Saturday, August 24, 2013

Root For Wilson In Mexican Plans.

New York Times 100 years ago today, August 24, 1913:
Strong for President's Stand Against Intervention in Neighbor Republic.
PUTS BLAME ON MADERO
Says He Was a Dreamer and Tried to Force Conditions People Were Not Ready For.
    United States Senator Elihu Root, who has been in England attending the sessions of the Institute of International Law at Oxford, was among the arrivals yesterday from Liverpool on the Cunarder Campania. Senator Root was away exactly one month, and soon after landing left for Clinton, N.Y., to spend the week-end with his family. To-morrow he will return to Washington to resume his duties in the Senate.
    Senator Root said he had not kept very closely in touch with political affairs in this country, and added that his only information concerning the Mexican situation was what he read in the British newspapers, although he admitted he was deeply interested in the question.
    "I am entirely in accord with President Wilson," said Senator Root, "in his policy of non-intervention in Mexico. As to the proposition that has been put forward by some that the United States should permit the free exportation of arms and ammunition into Mexico for the use of both sides in the present civil strife I am opposed to any such thing. I am against making the United States a basis of operations in a civil war in any of our neighboring countries."
    "Did the present critical state of affairs in Mexico have its beginning during the time that you were Secretary of State?" Senator Root was asked.
    "No, everything was peaceful at that time. It began when Madero accomplished the overthrow of Diaz. Madero was an idealist, a theorist, and a dreamer and tried to apply principles in the governing of Mexico for which the Mexican people were not ready or prepared."
    "The same principles that some people would like to apply in the Philippines? " remarked a reporter.
    "Exactly," Senator Root answered.
    Senator Root said he had several talks with Lord Haldane, the Lord High Chancellor of England, who is due to arrive in New York next Thursday on the Cunarder Lusitania.
    "It will be Lord Haldane's first visit to America," said Senator Root, "and I regret that he will be with us so short a time.
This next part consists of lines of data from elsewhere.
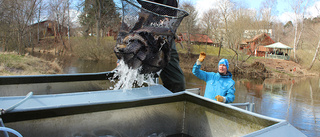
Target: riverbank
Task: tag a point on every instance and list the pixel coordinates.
(260, 68)
(14, 64)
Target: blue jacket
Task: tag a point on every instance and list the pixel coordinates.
(216, 84)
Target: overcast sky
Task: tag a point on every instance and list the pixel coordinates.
(284, 12)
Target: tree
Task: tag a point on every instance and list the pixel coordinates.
(299, 9)
(15, 18)
(188, 24)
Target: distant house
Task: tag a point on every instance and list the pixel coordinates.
(49, 28)
(256, 45)
(197, 38)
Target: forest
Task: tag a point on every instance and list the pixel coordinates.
(225, 23)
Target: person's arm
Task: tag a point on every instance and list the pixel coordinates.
(230, 94)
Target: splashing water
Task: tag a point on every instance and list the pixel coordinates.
(129, 78)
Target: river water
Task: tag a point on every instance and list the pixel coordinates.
(296, 100)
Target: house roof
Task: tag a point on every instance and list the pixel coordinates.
(278, 45)
(255, 38)
(197, 38)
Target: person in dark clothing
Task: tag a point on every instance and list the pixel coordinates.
(172, 75)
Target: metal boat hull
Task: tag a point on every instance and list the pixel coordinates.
(149, 111)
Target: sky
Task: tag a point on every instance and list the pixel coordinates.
(284, 13)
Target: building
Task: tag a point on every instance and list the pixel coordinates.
(256, 45)
(49, 28)
(197, 39)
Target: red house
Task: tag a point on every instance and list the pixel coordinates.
(255, 46)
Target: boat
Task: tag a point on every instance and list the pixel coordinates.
(145, 111)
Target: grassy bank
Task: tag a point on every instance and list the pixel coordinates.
(14, 64)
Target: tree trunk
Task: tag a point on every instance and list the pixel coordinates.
(315, 56)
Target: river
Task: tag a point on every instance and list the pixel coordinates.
(295, 100)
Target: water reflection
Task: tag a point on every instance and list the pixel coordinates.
(294, 99)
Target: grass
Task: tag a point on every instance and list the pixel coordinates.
(14, 64)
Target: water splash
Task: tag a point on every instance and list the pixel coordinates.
(129, 78)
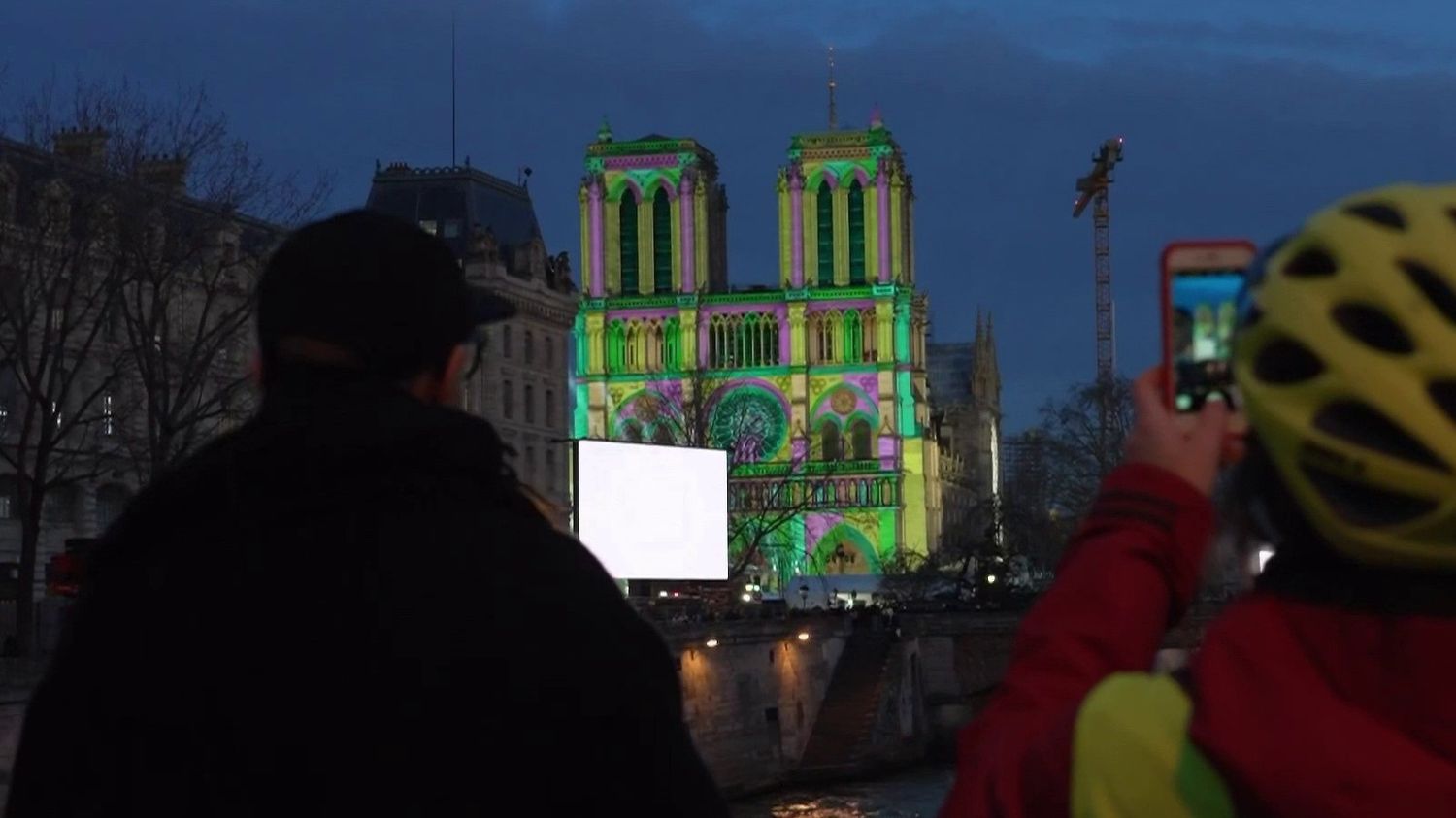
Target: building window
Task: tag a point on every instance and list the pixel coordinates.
(826, 235)
(661, 242)
(856, 233)
(859, 439)
(626, 236)
(111, 501)
(830, 444)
It will be his first visit to this side of the water, and from New York he will go direct to Montreal, where he will address the American Bar Association. Chief Justice White of the United States Supreme Court, who will preside at the sessions of the association, will introduce Lord Haldane."
    Senator Root said he did not know enough about the local political situation to express any opinion as yet. He said, however, that what little he had read about it indicated that it was a very interesting situation.
    Among Senator Root's fellow-voyagers on the Campania were Dr. S.H. Anders, Mr. and Mrs. George D.F. Barton, the Rev. Daniel F. Buckley, Mr. and Mrs. R.W. Chapin, Dr. and Mrs. Haven Emerson, Dr. D.S. Fairchild, and the Right Rev. Bishop Schrembs of Toledo, Ohio.